Release G: AI & Machine Learning
Kubeflow
Kubeflow is a collection of cloud native tools which covers all stages of the Model Development Life Cycle: data exploration, data preparation, model training/tuning/testing and model serving.
There is currently a diverse selection of libraries, tools and frameworks for machine learning.
Kubeflow allows you to compose and customize your own stack based on your specific needs
Kubeflow Pipelines
Kubeflow Pipelines is a platform for building and deploying portable, scalable machine learning (ML) workflows using Docker containers.
The isolation provided by containers allows machine learning stages to be portable and reproducible.
Kubeflow Pipelines are designed to simplify the process of building and deploying machine learning systems at scale.
Kubeflow Pipelines provide:
- An orchestration engine for running multistep workflows
- Python SDK to build and run pipeline components
- A user interface to visualize your workflows.

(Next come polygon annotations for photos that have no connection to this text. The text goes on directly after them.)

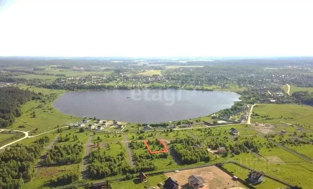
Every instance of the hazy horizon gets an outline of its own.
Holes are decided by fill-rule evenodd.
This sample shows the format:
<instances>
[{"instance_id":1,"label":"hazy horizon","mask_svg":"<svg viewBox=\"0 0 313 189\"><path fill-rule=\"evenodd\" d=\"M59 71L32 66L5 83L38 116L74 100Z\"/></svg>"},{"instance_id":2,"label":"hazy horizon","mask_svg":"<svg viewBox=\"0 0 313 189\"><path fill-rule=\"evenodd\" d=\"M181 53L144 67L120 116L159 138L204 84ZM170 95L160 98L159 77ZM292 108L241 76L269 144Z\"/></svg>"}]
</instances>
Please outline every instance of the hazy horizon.
<instances>
[{"instance_id":1,"label":"hazy horizon","mask_svg":"<svg viewBox=\"0 0 313 189\"><path fill-rule=\"evenodd\" d=\"M0 1L0 56L313 56L313 2Z\"/></svg>"}]
</instances>

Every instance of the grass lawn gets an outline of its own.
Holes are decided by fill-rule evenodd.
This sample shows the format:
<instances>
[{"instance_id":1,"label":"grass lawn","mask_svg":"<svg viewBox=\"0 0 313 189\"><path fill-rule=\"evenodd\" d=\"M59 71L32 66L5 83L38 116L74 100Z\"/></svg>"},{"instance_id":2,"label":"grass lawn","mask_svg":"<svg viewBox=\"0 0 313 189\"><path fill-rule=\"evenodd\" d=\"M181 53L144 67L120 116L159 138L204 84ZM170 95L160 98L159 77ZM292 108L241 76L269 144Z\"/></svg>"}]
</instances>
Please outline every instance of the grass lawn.
<instances>
[{"instance_id":1,"label":"grass lawn","mask_svg":"<svg viewBox=\"0 0 313 189\"><path fill-rule=\"evenodd\" d=\"M252 116L251 122L284 124L279 122L281 121L294 125L299 124L305 128L310 125L313 126L311 122L313 119L313 107L309 106L294 104L262 104L254 106L253 112L260 116ZM265 115L268 115L269 117L274 119L266 120L265 118L261 117Z\"/></svg>"},{"instance_id":2,"label":"grass lawn","mask_svg":"<svg viewBox=\"0 0 313 189\"><path fill-rule=\"evenodd\" d=\"M313 92L313 87L300 87L293 85L289 85L290 86L290 91L289 91L290 95L292 95L293 93L296 91L308 91L310 93ZM288 90L288 87L287 85L283 85L282 88L284 90L284 92L287 93Z\"/></svg>"},{"instance_id":3,"label":"grass lawn","mask_svg":"<svg viewBox=\"0 0 313 189\"><path fill-rule=\"evenodd\" d=\"M157 74L160 75L162 75L162 74L161 73L161 70L152 70L152 71L150 71L148 72L147 72L146 73L143 73L142 74L145 76L152 76L153 75L155 74Z\"/></svg>"},{"instance_id":4,"label":"grass lawn","mask_svg":"<svg viewBox=\"0 0 313 189\"><path fill-rule=\"evenodd\" d=\"M46 76L41 75L35 75L33 74L28 74L27 75L12 76L10 77L16 77L17 78L24 78L26 79L56 79L59 77L55 76Z\"/></svg>"},{"instance_id":5,"label":"grass lawn","mask_svg":"<svg viewBox=\"0 0 313 189\"><path fill-rule=\"evenodd\" d=\"M233 163L226 163L224 165L224 167L234 174L239 178L243 180L246 179L250 172L248 169ZM265 177L264 182L254 186L258 189L265 189L282 188L285 187L287 186L271 179L269 178Z\"/></svg>"},{"instance_id":6,"label":"grass lawn","mask_svg":"<svg viewBox=\"0 0 313 189\"><path fill-rule=\"evenodd\" d=\"M126 181L115 181L110 183L110 185L112 189L145 189L150 187L156 187L159 182L164 184L164 181L167 179L164 174L148 177L147 182L141 183L139 179L136 178L131 180Z\"/></svg>"}]
</instances>

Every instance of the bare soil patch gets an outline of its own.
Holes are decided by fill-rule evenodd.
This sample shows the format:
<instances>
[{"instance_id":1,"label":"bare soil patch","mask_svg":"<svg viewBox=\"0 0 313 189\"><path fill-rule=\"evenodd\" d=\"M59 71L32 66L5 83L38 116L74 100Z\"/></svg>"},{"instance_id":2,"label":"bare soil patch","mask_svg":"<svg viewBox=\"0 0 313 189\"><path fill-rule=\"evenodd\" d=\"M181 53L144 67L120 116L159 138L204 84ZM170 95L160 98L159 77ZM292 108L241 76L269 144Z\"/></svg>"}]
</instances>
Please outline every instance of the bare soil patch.
<instances>
[{"instance_id":1,"label":"bare soil patch","mask_svg":"<svg viewBox=\"0 0 313 189\"><path fill-rule=\"evenodd\" d=\"M178 173L167 173L166 174L177 181L180 189L189 188L188 178L192 175L203 178L205 183L204 186L201 188L203 189L230 189L238 187L245 188L240 182L233 180L231 177L215 166L181 171Z\"/></svg>"},{"instance_id":2,"label":"bare soil patch","mask_svg":"<svg viewBox=\"0 0 313 189\"><path fill-rule=\"evenodd\" d=\"M255 123L252 125L255 130L264 134L268 134L274 132L273 130L275 127L269 123Z\"/></svg>"},{"instance_id":3,"label":"bare soil patch","mask_svg":"<svg viewBox=\"0 0 313 189\"><path fill-rule=\"evenodd\" d=\"M273 164L279 163L280 164L286 164L284 160L279 156L264 156L269 161L269 163Z\"/></svg>"}]
</instances>

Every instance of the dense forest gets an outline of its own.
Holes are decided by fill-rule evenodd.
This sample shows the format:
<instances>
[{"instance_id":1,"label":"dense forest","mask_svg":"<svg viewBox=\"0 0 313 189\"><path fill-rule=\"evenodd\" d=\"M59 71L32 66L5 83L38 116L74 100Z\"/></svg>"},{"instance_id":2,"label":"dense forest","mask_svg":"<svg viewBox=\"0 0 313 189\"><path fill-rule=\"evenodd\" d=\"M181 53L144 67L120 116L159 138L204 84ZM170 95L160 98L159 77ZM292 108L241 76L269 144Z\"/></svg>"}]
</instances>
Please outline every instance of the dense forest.
<instances>
[{"instance_id":1,"label":"dense forest","mask_svg":"<svg viewBox=\"0 0 313 189\"><path fill-rule=\"evenodd\" d=\"M17 87L0 88L0 128L12 125L15 117L22 115L21 105L31 100L41 99L41 94Z\"/></svg>"},{"instance_id":2,"label":"dense forest","mask_svg":"<svg viewBox=\"0 0 313 189\"><path fill-rule=\"evenodd\" d=\"M313 105L313 92L310 93L307 91L296 91L293 93L292 96L304 104Z\"/></svg>"},{"instance_id":3,"label":"dense forest","mask_svg":"<svg viewBox=\"0 0 313 189\"><path fill-rule=\"evenodd\" d=\"M20 188L23 180L30 181L36 159L41 155L42 147L17 145L0 153L0 188Z\"/></svg>"}]
</instances>

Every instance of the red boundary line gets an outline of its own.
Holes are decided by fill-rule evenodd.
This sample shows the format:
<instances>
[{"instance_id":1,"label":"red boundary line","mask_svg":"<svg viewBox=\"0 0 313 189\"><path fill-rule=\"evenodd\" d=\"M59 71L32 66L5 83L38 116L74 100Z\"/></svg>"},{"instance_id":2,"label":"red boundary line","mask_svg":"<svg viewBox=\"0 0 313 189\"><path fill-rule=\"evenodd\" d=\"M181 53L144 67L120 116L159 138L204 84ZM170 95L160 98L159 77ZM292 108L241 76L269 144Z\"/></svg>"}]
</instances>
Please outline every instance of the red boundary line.
<instances>
[{"instance_id":1,"label":"red boundary line","mask_svg":"<svg viewBox=\"0 0 313 189\"><path fill-rule=\"evenodd\" d=\"M160 153L161 152L168 152L168 150L167 150L167 148L166 147L166 145L164 143L164 142L162 141L162 140L161 139L159 139L159 141L161 142L161 143L164 146L164 147L165 148L165 150L159 150L159 151L155 151L154 152L152 152L151 151L151 149L149 147L149 145L148 145L148 143L147 142L147 141L144 141L143 142L145 142L145 144L146 144L146 146L147 147L147 148L148 148L148 150L150 152L150 153L151 154L155 154L157 153Z\"/></svg>"}]
</instances>

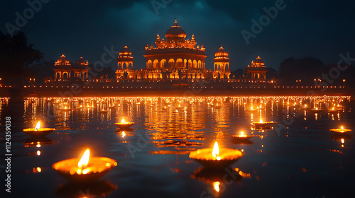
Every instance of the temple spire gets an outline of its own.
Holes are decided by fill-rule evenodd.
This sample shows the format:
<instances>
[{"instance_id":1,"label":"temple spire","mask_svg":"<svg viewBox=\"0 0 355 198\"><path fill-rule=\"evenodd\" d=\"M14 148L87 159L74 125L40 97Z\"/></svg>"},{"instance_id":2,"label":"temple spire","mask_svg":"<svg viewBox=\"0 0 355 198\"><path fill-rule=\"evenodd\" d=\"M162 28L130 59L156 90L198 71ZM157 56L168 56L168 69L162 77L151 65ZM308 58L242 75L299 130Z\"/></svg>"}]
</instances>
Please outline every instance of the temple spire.
<instances>
[{"instance_id":1,"label":"temple spire","mask_svg":"<svg viewBox=\"0 0 355 198\"><path fill-rule=\"evenodd\" d=\"M174 25L179 26L179 25L178 24L178 20L176 19L176 17L175 17L175 22L174 23Z\"/></svg>"}]
</instances>

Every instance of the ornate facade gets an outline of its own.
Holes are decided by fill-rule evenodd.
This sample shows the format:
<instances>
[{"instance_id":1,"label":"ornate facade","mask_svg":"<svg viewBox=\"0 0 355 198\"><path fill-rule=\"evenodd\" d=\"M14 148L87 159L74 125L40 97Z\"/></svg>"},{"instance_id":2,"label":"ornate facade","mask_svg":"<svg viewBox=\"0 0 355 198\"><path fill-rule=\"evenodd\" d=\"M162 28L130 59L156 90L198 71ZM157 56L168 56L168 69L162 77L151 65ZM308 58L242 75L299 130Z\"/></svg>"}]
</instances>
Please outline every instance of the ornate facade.
<instances>
[{"instance_id":1,"label":"ornate facade","mask_svg":"<svg viewBox=\"0 0 355 198\"><path fill-rule=\"evenodd\" d=\"M133 59L132 52L127 47L127 45L125 45L124 47L119 51L119 56L117 58L118 69L116 70L117 79L122 77L132 78L135 76L133 62Z\"/></svg>"},{"instance_id":2,"label":"ornate facade","mask_svg":"<svg viewBox=\"0 0 355 198\"><path fill-rule=\"evenodd\" d=\"M77 60L75 64L71 64L65 55L62 54L54 64L54 77L55 80L86 78L89 71L88 65L89 62L84 60L82 57Z\"/></svg>"},{"instance_id":3,"label":"ornate facade","mask_svg":"<svg viewBox=\"0 0 355 198\"><path fill-rule=\"evenodd\" d=\"M228 55L228 52L222 46L214 54L214 59L213 59L214 78L229 78L231 71L229 71L229 58Z\"/></svg>"},{"instance_id":4,"label":"ornate facade","mask_svg":"<svg viewBox=\"0 0 355 198\"><path fill-rule=\"evenodd\" d=\"M251 61L251 65L248 65L245 69L246 77L252 81L265 81L266 71L265 63L258 56L256 60Z\"/></svg>"},{"instance_id":5,"label":"ornate facade","mask_svg":"<svg viewBox=\"0 0 355 198\"><path fill-rule=\"evenodd\" d=\"M116 71L117 78L121 78L127 72L129 78L138 79L188 79L188 78L229 78L229 59L228 53L222 49L215 54L214 63L218 65L213 71L205 67L205 48L203 45L197 45L195 35L191 40L185 40L186 33L178 24L175 19L174 25L165 33L165 38L160 38L159 34L155 39L155 47L146 45L146 68L133 71L133 57L131 52L125 46L120 52L117 59L118 69ZM125 50L126 49L126 50ZM125 51L124 51L125 50ZM125 52L128 57L121 55ZM124 64L132 67L122 67ZM120 66L121 65L121 66ZM129 69L127 69L129 68Z\"/></svg>"}]
</instances>

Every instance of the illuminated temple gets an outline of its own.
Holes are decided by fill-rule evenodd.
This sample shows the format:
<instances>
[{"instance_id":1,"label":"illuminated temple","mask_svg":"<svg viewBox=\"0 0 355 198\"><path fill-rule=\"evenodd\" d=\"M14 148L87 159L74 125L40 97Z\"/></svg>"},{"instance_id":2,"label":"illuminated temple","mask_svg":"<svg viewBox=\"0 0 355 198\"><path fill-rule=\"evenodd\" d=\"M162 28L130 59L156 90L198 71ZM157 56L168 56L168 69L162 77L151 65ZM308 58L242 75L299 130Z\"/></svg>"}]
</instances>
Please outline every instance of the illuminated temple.
<instances>
[{"instance_id":1,"label":"illuminated temple","mask_svg":"<svg viewBox=\"0 0 355 198\"><path fill-rule=\"evenodd\" d=\"M260 57L251 61L251 64L245 69L246 77L252 81L265 81L266 78L266 66Z\"/></svg>"},{"instance_id":2,"label":"illuminated temple","mask_svg":"<svg viewBox=\"0 0 355 198\"><path fill-rule=\"evenodd\" d=\"M62 54L54 64L54 77L57 81L67 78L87 78L89 71L88 65L89 62L84 60L82 57L77 60L75 64L71 64L65 55Z\"/></svg>"},{"instance_id":3,"label":"illuminated temple","mask_svg":"<svg viewBox=\"0 0 355 198\"><path fill-rule=\"evenodd\" d=\"M214 53L213 69L206 69L205 47L197 45L195 35L187 39L185 30L178 24L174 25L165 33L165 39L157 35L155 46L153 44L145 47L146 68L133 69L132 52L125 45L117 57L116 77L117 82L121 79L146 81L171 81L178 79L229 79L231 76L229 53L222 46ZM75 63L70 63L62 54L55 63L55 79L52 81L67 81L79 78L85 81L98 79L88 78L89 63L80 57ZM239 80L251 80L254 82L265 82L267 71L265 63L258 57L245 68L245 76ZM106 81L106 82L108 81ZM228 81L229 82L229 81Z\"/></svg>"},{"instance_id":4,"label":"illuminated temple","mask_svg":"<svg viewBox=\"0 0 355 198\"><path fill-rule=\"evenodd\" d=\"M204 79L229 78L229 58L222 47L215 54L214 67L207 70L205 67L205 48L200 47L194 35L191 40L185 39L186 33L178 24L165 33L165 38L157 35L155 45L146 45L146 69L134 71L132 53L125 46L119 52L117 59L117 79L122 78L137 79Z\"/></svg>"}]
</instances>

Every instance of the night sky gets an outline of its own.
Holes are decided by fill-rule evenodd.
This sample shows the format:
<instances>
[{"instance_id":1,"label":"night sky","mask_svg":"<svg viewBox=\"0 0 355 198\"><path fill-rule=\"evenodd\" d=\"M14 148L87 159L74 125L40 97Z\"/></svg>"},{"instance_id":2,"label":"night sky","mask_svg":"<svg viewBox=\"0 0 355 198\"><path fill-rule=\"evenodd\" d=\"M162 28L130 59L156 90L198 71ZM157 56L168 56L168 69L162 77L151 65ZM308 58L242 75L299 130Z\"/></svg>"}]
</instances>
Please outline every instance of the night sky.
<instances>
[{"instance_id":1,"label":"night sky","mask_svg":"<svg viewBox=\"0 0 355 198\"><path fill-rule=\"evenodd\" d=\"M197 45L206 47L207 69L212 69L214 52L221 45L229 53L232 71L244 69L258 55L266 66L277 69L292 57L311 57L325 64L337 63L340 53L355 57L354 1L284 1L283 9L269 23L264 21L263 30L247 45L241 32L253 33L251 20L259 21L266 14L264 7L281 1L52 0L42 4L21 30L45 60L65 54L71 62L83 57L94 63L101 60L104 47L119 51L126 45L133 55L134 69L146 67L146 44L154 43L157 33L165 37L175 17L187 38L195 34ZM1 1L0 6L0 30L6 33L6 23L16 25L15 13L23 16L30 8L26 1ZM116 69L116 58L110 66Z\"/></svg>"}]
</instances>

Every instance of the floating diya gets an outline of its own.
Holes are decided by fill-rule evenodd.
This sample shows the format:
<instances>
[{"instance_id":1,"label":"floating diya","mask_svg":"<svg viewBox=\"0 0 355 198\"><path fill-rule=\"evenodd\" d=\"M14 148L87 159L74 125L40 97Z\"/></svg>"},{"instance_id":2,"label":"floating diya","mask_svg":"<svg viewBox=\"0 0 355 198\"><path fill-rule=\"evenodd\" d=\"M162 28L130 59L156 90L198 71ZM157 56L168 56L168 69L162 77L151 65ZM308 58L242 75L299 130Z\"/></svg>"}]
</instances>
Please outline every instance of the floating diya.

Kubeflow Pipelines are based on Argo Workflows, an open source, container-native workflow engine for Kubernetes.
You can install kubeflow pipelines as a standalone component (it does include minio) using the following commands:
kubectl create -k "github.com/kubeflow/pipelines/manifests/kustomize/env/platform-agnostic-pns?ref=1.8.2" kubectl create -k "github.com/kubeflow/pipelines/manifests/kustomize/cluster-scoped-resources?ref=1.8.2"
Run the following command to view the pipeline dashboard on your localhost:
kubectl port-forward -n kubeflow svc/ml-pipeline-ui 8080:80
See also:
Experiment with the Pipelines Samples
Kubeflow Pipelines up and running in 5 minutes
Minio
MinIO is a High Performance Object Storage. It is API compatible with Amazon S3 cloud storage service.
Run the following command to view the minio dashboard on your localhost:
kubectl port-forward -n kubeflow svc/ml-pipeline-ui 8080:80
You can then connect to minio, create a bucket and then upload a file:
mc config host add minio http://localhost:9000 minio minio123 mc mb minio/ml-training mc cp iris.tar.gz minio/ml-training/data/iris.tar.gz
Minio Playground (AWS Access Key ID: Q3AM3UQ867SPQQA43P2F, AWS Secret Access Key: zuf+tfteSlswRu7BJ86wekitnifILbZam1KYY3TG
)
MinIO Bucket Notification Guide
Querying data without servers or databases using Amazon S3 Select
How to use s3 select in AWS SDK for Go
AWS Glue 101: All you need to know with a full walk-through
Kserve
KServe enables serverless inferencing on Kubernetes and provides performant, high abstraction interfaces for common machine learning (ML) frameworks like TensorFlow, XGBoost, scikit-learn, PyTorch, and ONNX to solve production model serving use cases.
You can install kserve using the following commands:
curl -s "https://raw.githubusercontent.com/kserve/kserve/release-0.8/hack/quick_install.sh" | bash
See Also:
Deploy Transformer with InferenceService
KServe: A Robust and Extensible Cloud Native Model Server
Deploying a model using the KServe Python SDK
Knative Monitoring
Grafana can be used to monitor your kubeflow stack.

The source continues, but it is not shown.